Evelyn Char is currently a PhD student in the Visual Studies program of University of California, Santa Cruz. She is interested in contemporary art and visual culture in East and Southeast Asia, colonial histories, borderlands, and minoritarian cultures. Prior to joining UCSC, she was a Hong Kong-based art critic and lecturer, and has published widely on Hong Kong and East Asian art and visual culture.

 

Jonathan van Harmelen

Jonathan van Harmelen is a PhD candidate in history. He is a specialist in U.S. history, with a focus on Congress, U.S. immigration policy, and Asian American history. He is writing his dissertation on the role of Congress in the incarceration of Japanese Americans during World War II, and postwar civil rights legislation for Japanese Americans. He also studies transnational U.S. history and international views of American race relations.

 

Ania-Gricuk

Ania Gricuk

Ania is a first year PhD student in the History department working with Prof Shelly Chan. She is interested in modern, diasporic, and transnational Chinese history. More specifically, she hopes to research the history of written correspondence between the Chinese diaspora and communities in China. She previously studied at SOAS, University of London, Beijing Normal University, and the London School of Economics. Her past research has centered around remittances and migration networks in the Chinese diaspora.
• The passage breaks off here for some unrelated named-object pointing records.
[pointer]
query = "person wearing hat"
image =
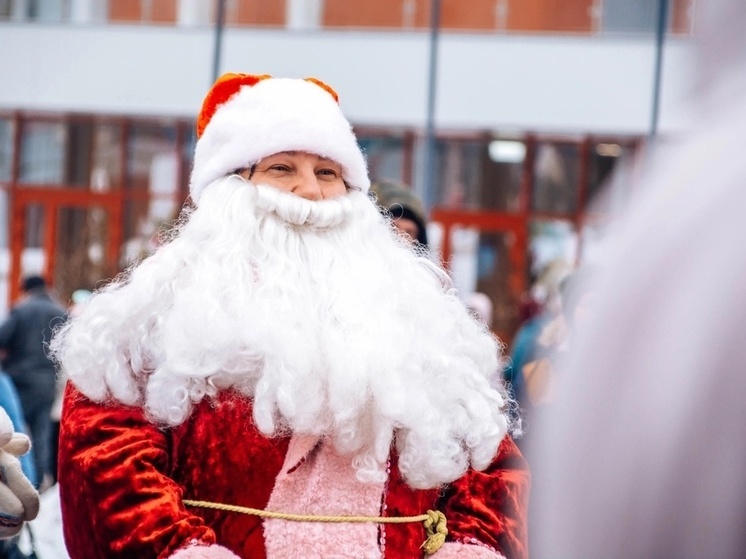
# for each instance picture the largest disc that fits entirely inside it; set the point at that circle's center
(228, 397)
(24, 336)
(405, 209)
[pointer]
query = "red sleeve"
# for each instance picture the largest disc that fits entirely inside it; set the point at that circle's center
(491, 507)
(117, 500)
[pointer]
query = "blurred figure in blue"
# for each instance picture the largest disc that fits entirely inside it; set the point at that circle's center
(23, 338)
(641, 454)
(10, 402)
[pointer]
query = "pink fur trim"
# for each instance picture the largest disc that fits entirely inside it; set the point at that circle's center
(204, 552)
(458, 550)
(298, 449)
(323, 484)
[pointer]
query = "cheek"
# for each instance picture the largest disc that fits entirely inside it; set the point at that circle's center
(335, 189)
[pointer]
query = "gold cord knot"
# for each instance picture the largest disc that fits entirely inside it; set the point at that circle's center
(434, 520)
(435, 527)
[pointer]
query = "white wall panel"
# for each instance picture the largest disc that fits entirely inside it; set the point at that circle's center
(563, 84)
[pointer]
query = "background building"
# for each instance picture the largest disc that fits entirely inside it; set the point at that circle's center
(535, 102)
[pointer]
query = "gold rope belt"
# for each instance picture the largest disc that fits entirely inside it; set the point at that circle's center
(434, 520)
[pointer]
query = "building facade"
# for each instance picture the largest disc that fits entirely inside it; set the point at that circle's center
(533, 103)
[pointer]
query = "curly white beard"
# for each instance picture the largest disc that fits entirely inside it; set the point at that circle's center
(316, 310)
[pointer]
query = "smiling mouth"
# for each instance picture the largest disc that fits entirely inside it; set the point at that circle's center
(10, 521)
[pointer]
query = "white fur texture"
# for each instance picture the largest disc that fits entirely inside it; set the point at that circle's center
(275, 115)
(318, 311)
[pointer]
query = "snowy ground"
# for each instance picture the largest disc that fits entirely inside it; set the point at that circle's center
(47, 528)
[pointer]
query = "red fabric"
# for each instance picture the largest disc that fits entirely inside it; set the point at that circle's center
(222, 90)
(122, 481)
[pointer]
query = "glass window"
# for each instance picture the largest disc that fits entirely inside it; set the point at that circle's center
(149, 144)
(80, 252)
(556, 172)
(604, 159)
(630, 16)
(479, 174)
(49, 10)
(503, 170)
(106, 168)
(457, 173)
(6, 149)
(385, 157)
(79, 149)
(42, 152)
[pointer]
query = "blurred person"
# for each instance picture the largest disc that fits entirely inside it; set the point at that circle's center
(285, 351)
(525, 347)
(19, 501)
(403, 207)
(23, 338)
(11, 403)
(78, 300)
(641, 454)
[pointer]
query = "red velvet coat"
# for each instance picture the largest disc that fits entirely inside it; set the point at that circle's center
(122, 481)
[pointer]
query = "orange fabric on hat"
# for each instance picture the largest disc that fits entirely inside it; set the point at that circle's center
(228, 85)
(329, 89)
(223, 89)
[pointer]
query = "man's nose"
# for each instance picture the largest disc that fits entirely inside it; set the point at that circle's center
(307, 185)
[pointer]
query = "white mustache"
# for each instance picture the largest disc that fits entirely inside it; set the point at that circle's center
(322, 214)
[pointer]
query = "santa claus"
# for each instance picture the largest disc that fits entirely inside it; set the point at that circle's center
(284, 377)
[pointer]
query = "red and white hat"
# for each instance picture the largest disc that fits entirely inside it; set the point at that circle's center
(245, 118)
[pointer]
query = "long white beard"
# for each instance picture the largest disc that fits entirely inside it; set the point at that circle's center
(316, 310)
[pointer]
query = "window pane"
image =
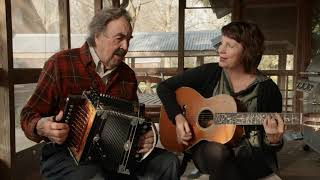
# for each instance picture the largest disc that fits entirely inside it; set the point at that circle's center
(190, 62)
(35, 26)
(289, 65)
(269, 62)
(81, 12)
(107, 3)
(22, 93)
(315, 41)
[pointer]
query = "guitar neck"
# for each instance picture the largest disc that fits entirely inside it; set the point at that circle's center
(249, 118)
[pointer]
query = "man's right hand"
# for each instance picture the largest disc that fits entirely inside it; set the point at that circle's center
(183, 130)
(55, 131)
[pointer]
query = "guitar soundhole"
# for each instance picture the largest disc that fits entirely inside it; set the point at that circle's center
(205, 119)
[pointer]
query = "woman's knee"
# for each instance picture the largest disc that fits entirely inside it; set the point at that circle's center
(212, 151)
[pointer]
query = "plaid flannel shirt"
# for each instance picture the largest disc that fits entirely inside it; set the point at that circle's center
(71, 72)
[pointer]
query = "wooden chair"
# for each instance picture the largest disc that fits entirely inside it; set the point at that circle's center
(147, 94)
(148, 84)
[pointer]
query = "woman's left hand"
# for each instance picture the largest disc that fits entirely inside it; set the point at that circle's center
(274, 128)
(146, 142)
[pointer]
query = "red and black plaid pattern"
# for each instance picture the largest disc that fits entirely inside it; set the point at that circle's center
(71, 72)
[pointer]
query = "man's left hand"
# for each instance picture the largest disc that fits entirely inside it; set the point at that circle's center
(146, 142)
(274, 128)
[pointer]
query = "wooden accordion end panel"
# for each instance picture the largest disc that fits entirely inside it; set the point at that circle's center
(105, 129)
(79, 114)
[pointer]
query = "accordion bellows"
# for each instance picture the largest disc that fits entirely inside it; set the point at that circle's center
(105, 129)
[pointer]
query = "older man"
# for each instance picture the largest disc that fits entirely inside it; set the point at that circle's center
(99, 64)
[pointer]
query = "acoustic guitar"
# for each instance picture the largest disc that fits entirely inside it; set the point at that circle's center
(216, 119)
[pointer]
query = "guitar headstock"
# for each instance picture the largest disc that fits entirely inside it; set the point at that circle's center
(312, 120)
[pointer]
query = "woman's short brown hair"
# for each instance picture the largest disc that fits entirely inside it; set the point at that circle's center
(251, 38)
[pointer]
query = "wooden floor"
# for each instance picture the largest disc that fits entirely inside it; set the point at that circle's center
(295, 163)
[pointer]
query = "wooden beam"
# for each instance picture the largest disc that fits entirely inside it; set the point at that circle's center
(97, 6)
(303, 43)
(171, 54)
(7, 120)
(268, 3)
(236, 10)
(181, 19)
(21, 78)
(156, 71)
(64, 19)
(115, 3)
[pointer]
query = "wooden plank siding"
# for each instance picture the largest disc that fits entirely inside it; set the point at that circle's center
(303, 43)
(7, 123)
(64, 24)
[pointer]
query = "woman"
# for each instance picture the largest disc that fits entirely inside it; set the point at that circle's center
(253, 156)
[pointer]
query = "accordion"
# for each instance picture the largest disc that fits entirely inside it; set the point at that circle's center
(105, 129)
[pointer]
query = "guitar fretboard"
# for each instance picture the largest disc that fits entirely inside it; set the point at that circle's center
(248, 118)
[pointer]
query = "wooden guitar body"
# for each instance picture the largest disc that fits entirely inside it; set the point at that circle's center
(196, 107)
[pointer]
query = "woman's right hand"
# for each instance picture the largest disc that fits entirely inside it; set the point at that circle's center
(183, 130)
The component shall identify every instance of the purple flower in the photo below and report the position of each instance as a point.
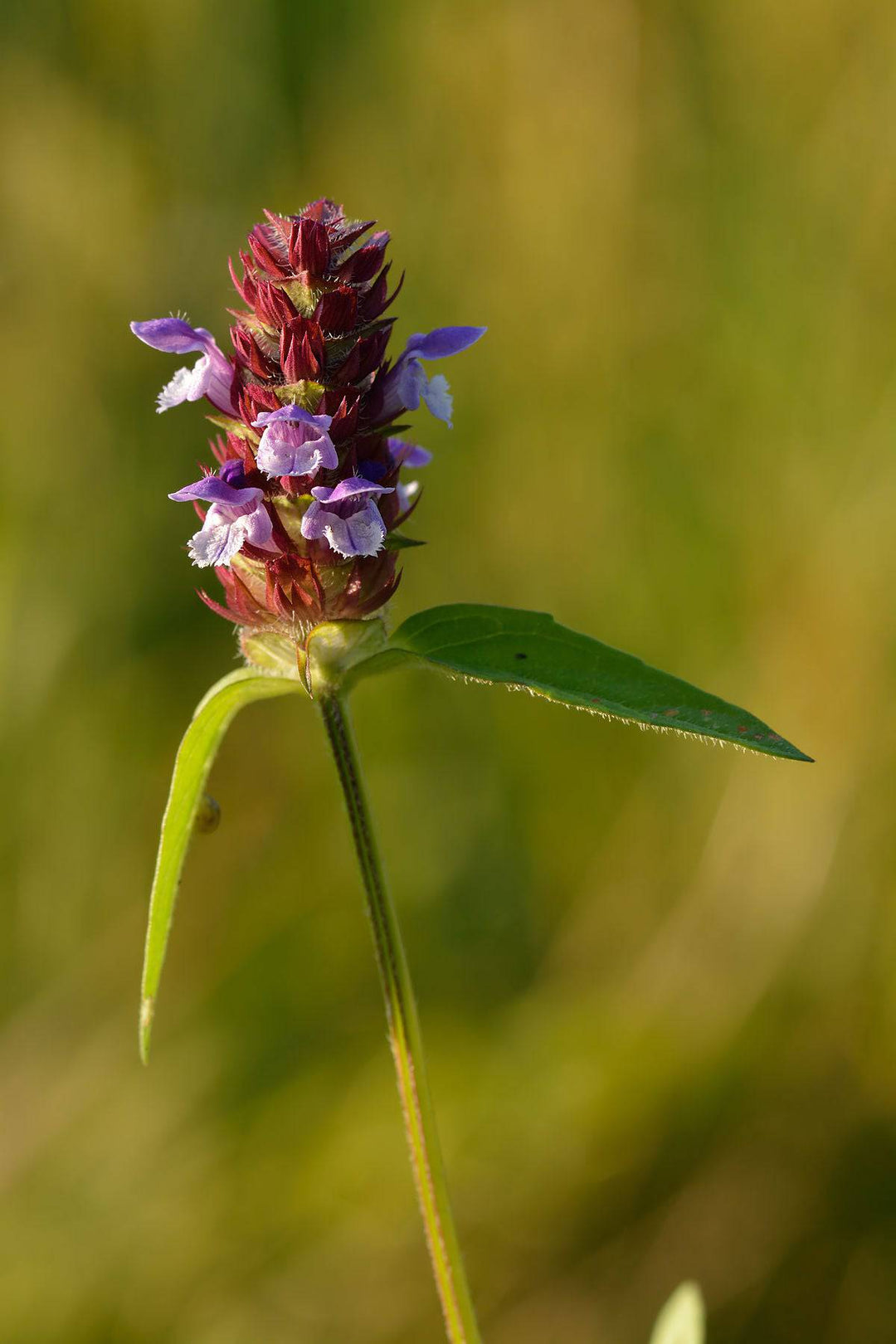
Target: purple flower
(295, 442)
(406, 385)
(236, 515)
(407, 455)
(212, 377)
(347, 516)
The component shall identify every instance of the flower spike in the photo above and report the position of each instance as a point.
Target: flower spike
(312, 483)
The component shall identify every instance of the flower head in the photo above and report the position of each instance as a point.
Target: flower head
(309, 480)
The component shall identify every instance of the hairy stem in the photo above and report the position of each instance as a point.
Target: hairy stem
(405, 1040)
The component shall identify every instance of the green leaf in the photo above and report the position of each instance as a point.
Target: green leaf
(188, 811)
(528, 650)
(683, 1319)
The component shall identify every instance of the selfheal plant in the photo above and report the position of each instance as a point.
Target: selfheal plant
(303, 527)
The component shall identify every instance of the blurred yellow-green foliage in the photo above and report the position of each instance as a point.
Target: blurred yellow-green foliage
(655, 980)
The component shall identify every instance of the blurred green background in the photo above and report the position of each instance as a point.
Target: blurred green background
(655, 980)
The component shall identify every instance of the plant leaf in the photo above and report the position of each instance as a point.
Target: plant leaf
(528, 650)
(193, 761)
(683, 1319)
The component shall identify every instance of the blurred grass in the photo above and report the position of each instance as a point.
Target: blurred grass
(655, 980)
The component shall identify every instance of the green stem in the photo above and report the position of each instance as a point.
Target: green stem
(405, 1040)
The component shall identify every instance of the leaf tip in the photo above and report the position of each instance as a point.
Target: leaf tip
(147, 1010)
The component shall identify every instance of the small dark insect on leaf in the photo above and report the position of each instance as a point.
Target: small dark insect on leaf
(207, 816)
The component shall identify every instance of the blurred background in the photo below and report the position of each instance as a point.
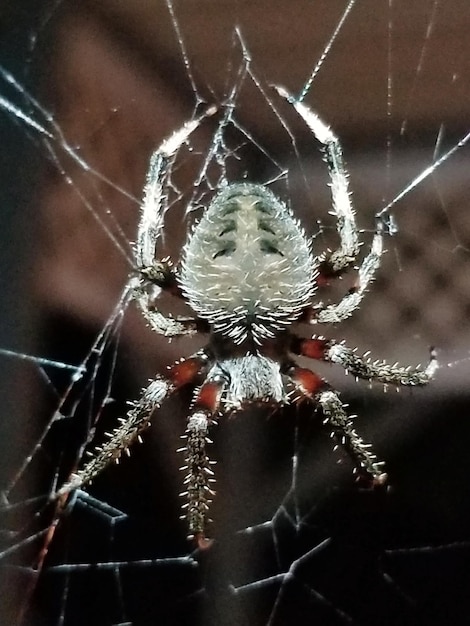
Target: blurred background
(112, 81)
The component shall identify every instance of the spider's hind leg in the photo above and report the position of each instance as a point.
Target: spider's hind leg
(367, 464)
(136, 421)
(312, 386)
(200, 477)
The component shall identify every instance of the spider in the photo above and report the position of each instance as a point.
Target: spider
(249, 275)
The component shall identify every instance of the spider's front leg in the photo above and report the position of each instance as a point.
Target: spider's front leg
(315, 388)
(151, 274)
(342, 259)
(138, 419)
(362, 366)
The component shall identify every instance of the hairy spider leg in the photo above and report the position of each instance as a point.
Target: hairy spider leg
(342, 259)
(185, 372)
(152, 274)
(362, 366)
(200, 477)
(335, 417)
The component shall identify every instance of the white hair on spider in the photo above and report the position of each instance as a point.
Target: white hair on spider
(247, 266)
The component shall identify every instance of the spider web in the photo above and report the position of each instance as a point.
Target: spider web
(296, 540)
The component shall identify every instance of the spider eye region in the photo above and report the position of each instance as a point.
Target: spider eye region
(247, 266)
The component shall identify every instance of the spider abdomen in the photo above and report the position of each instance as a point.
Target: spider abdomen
(247, 267)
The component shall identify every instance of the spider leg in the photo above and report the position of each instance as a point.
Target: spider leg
(362, 366)
(200, 477)
(333, 313)
(343, 258)
(341, 424)
(137, 420)
(152, 275)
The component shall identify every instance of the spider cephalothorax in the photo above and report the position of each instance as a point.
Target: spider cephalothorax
(249, 275)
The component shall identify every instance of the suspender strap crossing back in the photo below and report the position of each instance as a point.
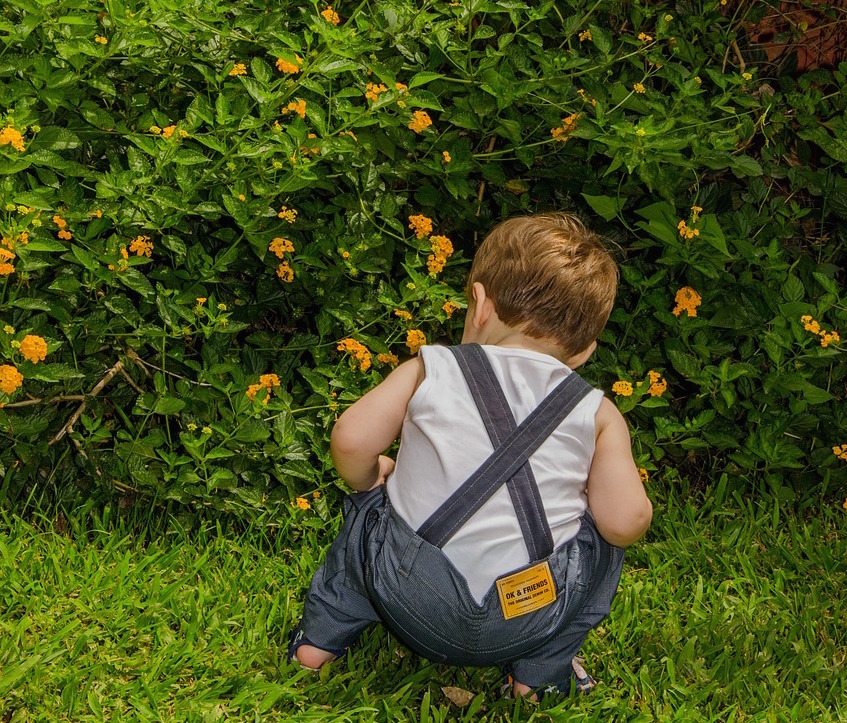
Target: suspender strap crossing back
(513, 445)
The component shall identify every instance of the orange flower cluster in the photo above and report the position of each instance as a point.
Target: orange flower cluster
(568, 126)
(288, 214)
(142, 246)
(10, 378)
(442, 249)
(6, 256)
(302, 503)
(33, 348)
(295, 106)
(330, 16)
(421, 225)
(388, 359)
(827, 337)
(622, 388)
(415, 339)
(285, 272)
(358, 351)
(280, 246)
(287, 67)
(687, 300)
(686, 232)
(449, 307)
(11, 137)
(585, 97)
(420, 121)
(266, 381)
(658, 384)
(373, 90)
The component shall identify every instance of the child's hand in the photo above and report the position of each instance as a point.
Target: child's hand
(385, 468)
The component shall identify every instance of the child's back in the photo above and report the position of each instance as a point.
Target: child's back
(442, 558)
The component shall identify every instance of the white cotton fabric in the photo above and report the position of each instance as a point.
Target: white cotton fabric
(444, 441)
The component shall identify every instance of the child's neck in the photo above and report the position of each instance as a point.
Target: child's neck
(499, 334)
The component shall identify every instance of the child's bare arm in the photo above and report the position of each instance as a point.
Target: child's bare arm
(616, 495)
(368, 427)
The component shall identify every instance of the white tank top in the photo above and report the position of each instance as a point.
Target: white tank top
(444, 441)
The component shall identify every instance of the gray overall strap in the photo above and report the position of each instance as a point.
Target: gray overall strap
(499, 421)
(504, 462)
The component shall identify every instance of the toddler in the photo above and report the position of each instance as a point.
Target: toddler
(496, 538)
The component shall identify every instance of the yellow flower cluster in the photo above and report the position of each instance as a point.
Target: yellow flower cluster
(266, 381)
(449, 308)
(420, 121)
(658, 384)
(295, 106)
(373, 90)
(287, 67)
(288, 214)
(622, 388)
(442, 249)
(421, 225)
(331, 16)
(568, 126)
(285, 272)
(33, 348)
(827, 337)
(11, 137)
(302, 503)
(388, 359)
(686, 232)
(415, 339)
(686, 300)
(280, 245)
(141, 246)
(10, 378)
(6, 256)
(358, 351)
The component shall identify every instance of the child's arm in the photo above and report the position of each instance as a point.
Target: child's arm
(368, 427)
(616, 495)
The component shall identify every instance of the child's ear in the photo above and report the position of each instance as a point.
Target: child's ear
(482, 305)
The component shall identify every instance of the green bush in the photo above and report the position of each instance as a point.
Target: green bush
(206, 217)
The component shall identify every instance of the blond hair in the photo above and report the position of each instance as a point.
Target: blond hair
(549, 276)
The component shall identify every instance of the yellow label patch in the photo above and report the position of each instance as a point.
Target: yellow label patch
(527, 590)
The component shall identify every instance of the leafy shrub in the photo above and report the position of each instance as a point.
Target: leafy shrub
(228, 221)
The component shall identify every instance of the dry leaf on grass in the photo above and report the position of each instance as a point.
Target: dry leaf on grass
(458, 696)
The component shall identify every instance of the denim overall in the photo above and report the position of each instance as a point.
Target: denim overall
(379, 569)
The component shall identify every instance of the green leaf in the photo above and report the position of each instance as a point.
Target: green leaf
(168, 405)
(605, 206)
(423, 78)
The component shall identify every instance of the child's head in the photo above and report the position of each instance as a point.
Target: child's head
(549, 276)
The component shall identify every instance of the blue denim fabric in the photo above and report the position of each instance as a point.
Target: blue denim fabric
(380, 569)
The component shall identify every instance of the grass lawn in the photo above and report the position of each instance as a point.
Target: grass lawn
(730, 610)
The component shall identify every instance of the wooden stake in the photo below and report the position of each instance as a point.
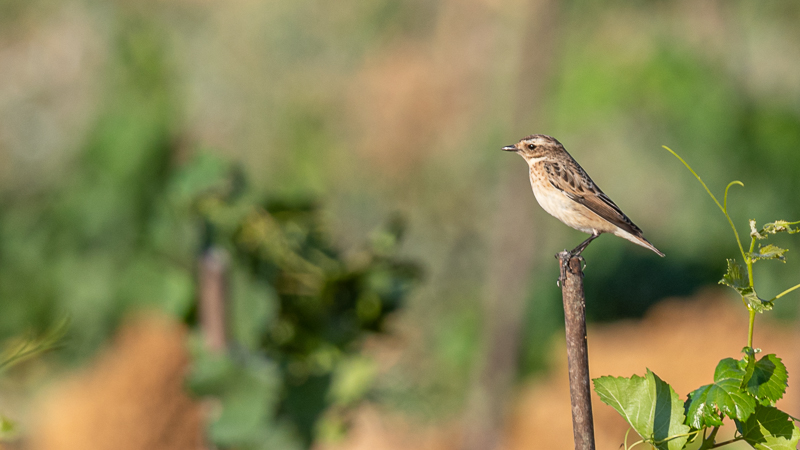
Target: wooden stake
(571, 282)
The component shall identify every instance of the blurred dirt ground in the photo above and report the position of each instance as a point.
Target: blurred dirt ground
(132, 397)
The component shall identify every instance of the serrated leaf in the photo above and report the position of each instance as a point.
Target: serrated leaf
(767, 380)
(724, 396)
(769, 429)
(735, 277)
(649, 405)
(779, 226)
(768, 252)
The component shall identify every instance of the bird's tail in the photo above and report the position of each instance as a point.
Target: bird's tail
(638, 240)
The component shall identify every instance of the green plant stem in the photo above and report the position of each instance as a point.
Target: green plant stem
(727, 442)
(723, 209)
(708, 443)
(749, 263)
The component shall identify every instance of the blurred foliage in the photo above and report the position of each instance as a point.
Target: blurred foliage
(300, 309)
(21, 349)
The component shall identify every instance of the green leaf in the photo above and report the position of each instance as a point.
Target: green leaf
(724, 396)
(649, 405)
(768, 252)
(769, 429)
(8, 429)
(767, 380)
(777, 227)
(735, 277)
(754, 301)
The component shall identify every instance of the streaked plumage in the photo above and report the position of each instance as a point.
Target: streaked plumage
(566, 191)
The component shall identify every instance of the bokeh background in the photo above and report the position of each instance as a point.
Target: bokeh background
(345, 155)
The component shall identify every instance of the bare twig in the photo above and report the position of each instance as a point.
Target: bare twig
(571, 281)
(212, 307)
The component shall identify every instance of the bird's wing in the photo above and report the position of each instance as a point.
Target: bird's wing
(572, 180)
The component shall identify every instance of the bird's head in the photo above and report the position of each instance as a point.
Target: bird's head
(535, 147)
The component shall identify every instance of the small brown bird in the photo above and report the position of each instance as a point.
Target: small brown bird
(564, 190)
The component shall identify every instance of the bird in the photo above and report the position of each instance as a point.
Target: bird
(566, 192)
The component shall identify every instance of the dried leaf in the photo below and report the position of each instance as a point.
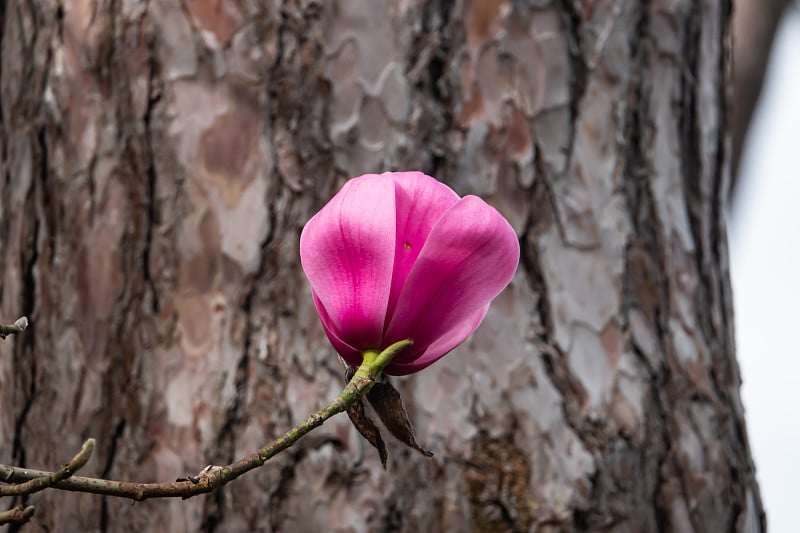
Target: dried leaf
(368, 429)
(386, 401)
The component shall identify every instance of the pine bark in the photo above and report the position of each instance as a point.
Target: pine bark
(159, 159)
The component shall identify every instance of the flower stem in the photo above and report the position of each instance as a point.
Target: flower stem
(213, 477)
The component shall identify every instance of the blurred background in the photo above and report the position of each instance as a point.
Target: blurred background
(764, 227)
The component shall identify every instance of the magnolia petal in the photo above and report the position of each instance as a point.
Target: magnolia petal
(347, 252)
(402, 366)
(420, 201)
(351, 355)
(470, 256)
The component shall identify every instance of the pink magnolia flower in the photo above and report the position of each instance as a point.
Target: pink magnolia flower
(398, 256)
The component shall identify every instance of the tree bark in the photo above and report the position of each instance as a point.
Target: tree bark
(159, 160)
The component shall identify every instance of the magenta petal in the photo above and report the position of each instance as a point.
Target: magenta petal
(439, 348)
(470, 256)
(351, 355)
(347, 252)
(420, 201)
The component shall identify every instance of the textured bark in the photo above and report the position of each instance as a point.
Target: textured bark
(158, 162)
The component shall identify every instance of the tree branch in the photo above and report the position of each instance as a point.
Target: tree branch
(213, 477)
(17, 515)
(17, 327)
(42, 482)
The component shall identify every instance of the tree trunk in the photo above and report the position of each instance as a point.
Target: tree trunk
(159, 160)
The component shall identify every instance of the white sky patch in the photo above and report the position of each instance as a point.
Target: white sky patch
(765, 252)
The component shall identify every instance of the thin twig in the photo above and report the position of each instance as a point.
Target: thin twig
(42, 482)
(212, 478)
(17, 327)
(17, 515)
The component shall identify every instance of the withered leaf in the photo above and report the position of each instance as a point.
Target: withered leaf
(386, 401)
(368, 429)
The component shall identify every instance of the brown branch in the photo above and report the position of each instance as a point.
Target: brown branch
(42, 482)
(17, 327)
(17, 515)
(213, 477)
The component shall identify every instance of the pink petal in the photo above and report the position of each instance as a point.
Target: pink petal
(470, 256)
(348, 353)
(420, 201)
(347, 253)
(439, 348)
She is fluent in English, Polish, French, Mandarin and has intermediate knowledge of Cantonese.

 

Yannong He

Yannong He is a Ph.D. candidate in the Politics Department at UCSC. Her research interests are immigration politics and local politics with a regional focus on East Asia. Her ongoing dissertation project examines how local governments in China engage in the global race for talent.

 

Xiao Li

Xiao Li is a digital humanist at the humanities computing services of the Humanities Division. Her research interest is in digital humanities and Chinese diasporas to Americas with a focus on gender and medicine. She was the digital humanities specialist of Phillips Academy Andover, building an online archive “Chinese Students at Andover 1878-2000” to archive the Chinese students in the school’s history and exhibit rich and important education and migration history of the U.S. that shaped Chinese modernity, Sino-U.S. relations and history of Asians in America. Her current book project, a revision of her doctoral dissertation, focuses on Yamei Kin (1864-1934), the first Chinese woman who obtained a college degree and medical degree in the United States.

 

Joshua Tan

Joshua Tan is a doctoral candidate in History at the University of California, Santa Cruz. His ongoing dissertation project focuses on the Chinese diaspora during the Cold War, particularly the role of Chinese, British and American state and non-state actors (missionaries, philanthropic foundations, educational institutions) in sponsoring educational and cultural work among Chinese students in Cold War Asia. Broader interests include: transnational, global and “Worlded” histories of modern China/Asia, migration, and missionaries.